The first offers he received from investors were half that amount — around $200,000 — before Sundae finally found a buyer for him at $375,000. He said that buyer was one of the largest institutional investors who purchased homes on Sundae's platform, but that the sale was contingent on a property inspection, which wasn't required in a typical Sundae deal. After the inspection, the investor stopped responding. 

Sundae continued to work to match Terry up with another buyer, but even the company became wary of some proposed counterparties. Terry's Sundae contact urged him to reject one offer outright, since it came from a sketchy investor they didn't trust, Terry said. 

The company brought him one final offer of $320,000, but told him it would be done off the marketplace. That investor offered to pay Terry's mortgage while they turned the home into an Airbnb but said they couldn't afford to actually purchase the home at that moment. 

To Terry, the deal seemed sketchy. He came to think the company's mantra of transparency was "false advertising."

That investor showed up to Terry's property unannounced, violating Sundae's pledge to avoid the surprise visits common in the wholesaling business. That same investor also reached out to Terry's wife on Facebook to work with her directly, again using tactics the company didn't allow.

All this was unusual on the Sundae marketplace, Canavari said. When investors go around the marketplace, they are removed from the platform, she said. 

She also highlighted positive reviews on forums such as the Better Business Bureau's website in addition to the detractors that posted there. 

Terry said he eventually sold to the instant buyer Opendoor for $368,000 in July, selling within days of deciding to use Opendoor instead of Sundae. Opendoor listed the property at $425,000 the same month before it sold nearly a year later in June for $404,000.

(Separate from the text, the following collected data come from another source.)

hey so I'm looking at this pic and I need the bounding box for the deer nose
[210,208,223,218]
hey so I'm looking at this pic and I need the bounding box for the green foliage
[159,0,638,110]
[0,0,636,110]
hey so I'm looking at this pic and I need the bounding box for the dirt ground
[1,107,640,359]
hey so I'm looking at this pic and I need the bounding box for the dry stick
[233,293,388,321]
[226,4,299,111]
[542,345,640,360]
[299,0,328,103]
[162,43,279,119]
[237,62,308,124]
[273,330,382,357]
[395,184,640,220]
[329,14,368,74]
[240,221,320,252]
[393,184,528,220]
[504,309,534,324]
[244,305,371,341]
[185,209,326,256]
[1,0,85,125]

Terry said selling his home through Sundae added to his stress as he moved to care for his uncle, calling into question the company's promise to "sell your home without the stress." 

Layoffs after layoffs

The future for Sundae is unclear. 

In an all-hands meeting in spring 2022, Stech said the company had two years of runway and would avoid layoffs, even if they didn't secure additional funding. But by June that year, the company conducted a round of layoffs, with Stech telling employees that the cuts would preclude more in the future. Still, the layoffs continued.

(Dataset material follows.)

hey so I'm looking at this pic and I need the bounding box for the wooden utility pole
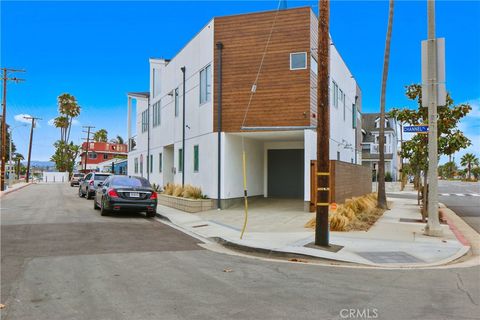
[82,126,95,172]
[1,67,25,190]
[24,116,41,183]
[315,0,331,246]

At one point the company had over 500 employees operating in 26 markets, but as of May it was down to 135 employees working in 11 markets. 

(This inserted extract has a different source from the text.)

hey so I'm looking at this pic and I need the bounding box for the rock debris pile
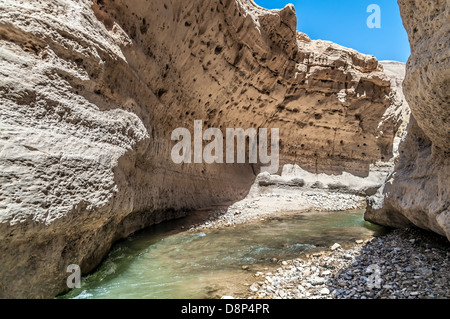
[247,229,450,299]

In mid-June, the company did yet another round of layoffs and reduced operations further to six markets, according to a company memo seen by Insider. When Insider asked Canavari about the layoffs in June, she told Insider that she was leaving the company herself.

Internal discussions seemed to reflect a sense of doom. A screenshot of a Slack conversation, shared with Insider after it was accidentally shown on the screen during an all-hands meeting in May, shows two human-resource executives joking about the future of the company, as well as how attractive one employee was.

"Omg if we do layoffs may as well close the company cause will get skewered on Glassdoor and LinkedIn and not sure if could come back with another slew of that crap - don't know if I'd come work here aftee that lol," a person identified on the page as Dawn Tarner, then the senior director of employee experience and people operations, wrote.

"I mean it would have to go down to start up mode again," Beth Sallomi, then the senior vice president of people, responded.

A week later, Stech told the company that the two were let go. 

Sallomi, Tarner, and the company did not respond to requests for comment.